Zimbabwe is culling thousands of buffalo to "contain" foot-and-mouth disease in a move that has sparked protests and been described as "futile and bizarre".
Conservationists said the order was "stupid" and would kill off what was left of Zimbabwe's tourism sector, which has shrunk to 15 per cent of its former level since political disturbances began in 2000.
Salmon Joubert, a retired executive director of the Kruger National Park, which straddles Zimbabwe's borders with South Africa and Mozambique, said the decision "ranks as one of the most futile and bizarre moves that anyone can imagine".
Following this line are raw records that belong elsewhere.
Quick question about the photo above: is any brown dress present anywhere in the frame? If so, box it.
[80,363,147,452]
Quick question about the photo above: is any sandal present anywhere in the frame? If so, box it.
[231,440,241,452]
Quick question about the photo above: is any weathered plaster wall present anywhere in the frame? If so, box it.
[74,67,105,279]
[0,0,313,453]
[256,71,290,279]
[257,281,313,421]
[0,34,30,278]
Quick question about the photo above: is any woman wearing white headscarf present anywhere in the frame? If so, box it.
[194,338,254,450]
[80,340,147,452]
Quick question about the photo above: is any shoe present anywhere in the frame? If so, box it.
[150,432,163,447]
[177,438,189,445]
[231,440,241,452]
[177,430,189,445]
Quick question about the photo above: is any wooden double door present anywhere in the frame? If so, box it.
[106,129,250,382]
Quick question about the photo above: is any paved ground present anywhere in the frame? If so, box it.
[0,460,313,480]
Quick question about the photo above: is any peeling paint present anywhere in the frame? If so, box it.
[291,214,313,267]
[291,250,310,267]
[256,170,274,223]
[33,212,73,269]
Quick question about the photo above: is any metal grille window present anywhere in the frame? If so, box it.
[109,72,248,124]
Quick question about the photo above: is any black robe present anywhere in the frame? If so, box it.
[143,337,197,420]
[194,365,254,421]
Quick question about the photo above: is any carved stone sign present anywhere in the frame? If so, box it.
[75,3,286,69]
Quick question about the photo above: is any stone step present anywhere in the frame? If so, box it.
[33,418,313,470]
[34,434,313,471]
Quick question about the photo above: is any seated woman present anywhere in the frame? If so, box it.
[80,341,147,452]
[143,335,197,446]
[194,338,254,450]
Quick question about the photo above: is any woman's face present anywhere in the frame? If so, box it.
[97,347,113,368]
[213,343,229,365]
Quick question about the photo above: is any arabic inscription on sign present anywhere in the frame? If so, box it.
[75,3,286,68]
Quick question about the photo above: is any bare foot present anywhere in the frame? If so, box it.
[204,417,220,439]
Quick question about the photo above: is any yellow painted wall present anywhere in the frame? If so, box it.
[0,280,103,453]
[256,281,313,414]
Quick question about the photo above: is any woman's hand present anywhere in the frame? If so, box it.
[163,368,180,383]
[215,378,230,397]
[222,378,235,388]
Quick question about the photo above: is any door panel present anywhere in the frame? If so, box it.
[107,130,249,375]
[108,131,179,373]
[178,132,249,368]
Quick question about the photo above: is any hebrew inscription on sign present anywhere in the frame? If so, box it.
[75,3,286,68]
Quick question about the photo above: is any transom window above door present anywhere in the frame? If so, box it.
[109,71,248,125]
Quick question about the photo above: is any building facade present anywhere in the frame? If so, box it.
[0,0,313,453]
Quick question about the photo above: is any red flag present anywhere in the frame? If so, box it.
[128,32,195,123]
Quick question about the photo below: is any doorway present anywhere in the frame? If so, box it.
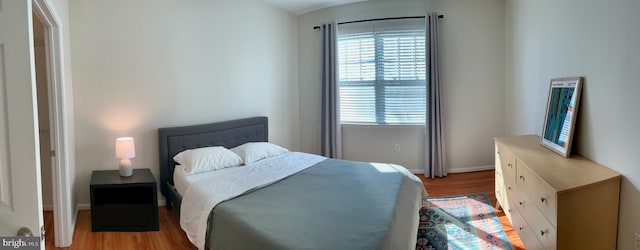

Many other cloven-hoofed animals, such as impala and kudu, are carriers of foot-and-mouth disease, so Zimbabwe would have to exterminate all of them to achieve its goal.
Officials from the Department of National Parks and Wildlife Management descended on private game parks last week telling owners that the government of President Robert Mugabe had decided to destroy all buffalo on private land in order to eliminate the foot-and-mouth outbreak.
Wilfried Pabst, who owns the Save Valley Conservancy, said officials told his workers that foot-and-mouth disease had cost Zimbabwe its European beef markets. "What is happening in Zimbabwe makes the Chinese Cultural revolution look like a picnic," said Mr Pabst, a German national and a major investor in the country's tourism sector.
The National Parks officials indicated that, alternatively, the buffalo in the private game parks could be seized and taken to the government's national parks to control their movements, Mr Pabst said.
However, fences at most national game parks were destroyed at the height of farm invasions last year, leaving the buffalo there free to mix with cattle in villages. "Any sensible government would replace these fences [rather] than resort to the outrageous move of killing animals," Mr Pabst said.